Documentation and Examples¶
Missing Value Plot¶
This plot visualizes the missing values in a dataset. At the top it shows the aggregate for each column using a relative scale and absolute missing-value annotations, while on the right, summary statistics and individual row results are displayed. Using this plot allows to gain a quick overview over the structure of missing values and their relation in a dataset and easily determine which columns and rows to investigate / drop.
klib.missingval_plot(df) # default representation of missing values, other settings such as sorting are available
This plot visualizes the correlation between different features. Settings include the possibility to only display positive, negative, high or low correlations as well as specify an additional threshold. This works for Person, Spearman and Kendall correlation. Annotations and development settings can optionally be turned on or off.
klib.corr_plot(df, split='pos') # displaying only positive correlations, other settings include threshold, cmap... klib.corr_plot(df, split='neg') # displaying only negative correlations
Further, as seen below, if a column is specified, either by name or by passing in a separate target List or pd.Series, the plot gives the correlation of all features with the specified target.
klib.corr_plot(df, target='wine') # default representation of correlations with the feature column
klib.corr_mat(df) # default representation of a correlation matrix
Numerical Data Distribution Plot¶
klib.dist_plot(df) # default representation of a distribution plot, other settings include fill_range, histogram, ...
Categorical Data Plot¶
This section shows an example of categorical data visualization. The function allows to display the top and/or bottom values regarding their frequency in each column. Further, it gives an idea of the distribution of the values in the dataset. This plot comes in very handy during data analysis when considering changing datatypes to “category” or when planning to combine less frequent values into a seperate category before applying one-hot-encoding or similar functions.

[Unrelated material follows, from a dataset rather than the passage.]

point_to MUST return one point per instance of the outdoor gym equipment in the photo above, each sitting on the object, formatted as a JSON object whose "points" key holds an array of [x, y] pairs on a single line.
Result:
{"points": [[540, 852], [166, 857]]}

klib.cat_plot(data, top=4, bottom=4) # representation of the 4 most & least common values in each categorical column
Data Cleaning and Aggregation¶
This sections describes the data cleaning and aggregation capabilities of klib. The functions have been shown to yield great results, even with dataframes as large as 20GB, drastically reducing the size and dimensions and therefore speeding up further calculations or reducing the time to save and load the data.
For demonstration purposes, we apply the function to a dataset about US flight data, which has an initial size of about 51 MB.
By applying klib.data_cleaning() the size reduces by about 44 MB (-85.2%). This is achieved by dropping empty and single valued columns as well as empty and duplicate rows (neither found in this example). Additionally, the optimal data types are inferred and applied, which also increases memory efficiency. This kind of reduction is not uncommon. For larger datasets the reduction in size often surpasses 90%.
Further, klib.pool_duplicate_subsets() can be applied, what ultimately reduces the dataset to only 3.8 MB (from 51 MB originally). This is a reduction of roughly -92.5%.
This function “pools” columns together based on several settings. Specifically, the pooling is achieved by finding duplicates in subsets of the data and encoding the largest possible subset with sufficient duplicates with integers. These are then added to the original data what allows dropping the previously identified and now encoded columns. While the encoding itself does not lead to a loss in information, some details might get lost in the aggregation step. While this is unlikely, it is advised to specifically exclude features that provide sufficient informational content by themselves as well as the target column by using the “exclude” setting.
As can be seen in *cat_plot()* the “carrier” column is made up of a few very frequent values - the top 4 values account for roughly 75% - while in “tailnum” the top 4 values barely make up 2%. This allows us to pool and encode “carrier” and similar columns, while “tailnum” remains in the dataset. Using this procedure, 56006 duplicate rows are identified in the subset, i.e., 56006 rows in 10 columns are encoded into a single column of dtype integer, greatly reducing the memory footprint and number of columns which should speed up model training.
All of these functions were run with their relatively “soft” default settings. Many parameters are available allowing a more restrictive data cleaning where needed.
Furthermore, the function klib.mv_col_handling() provides a sophisticated selection mechanism for columns with relatively many missing values. Instead of simply dropping these columns, they are converted into binary features (i.e. empty or not) checked for correlations among each other and with other features and in a second step for correlations with the label before a decision on ommitting them is made.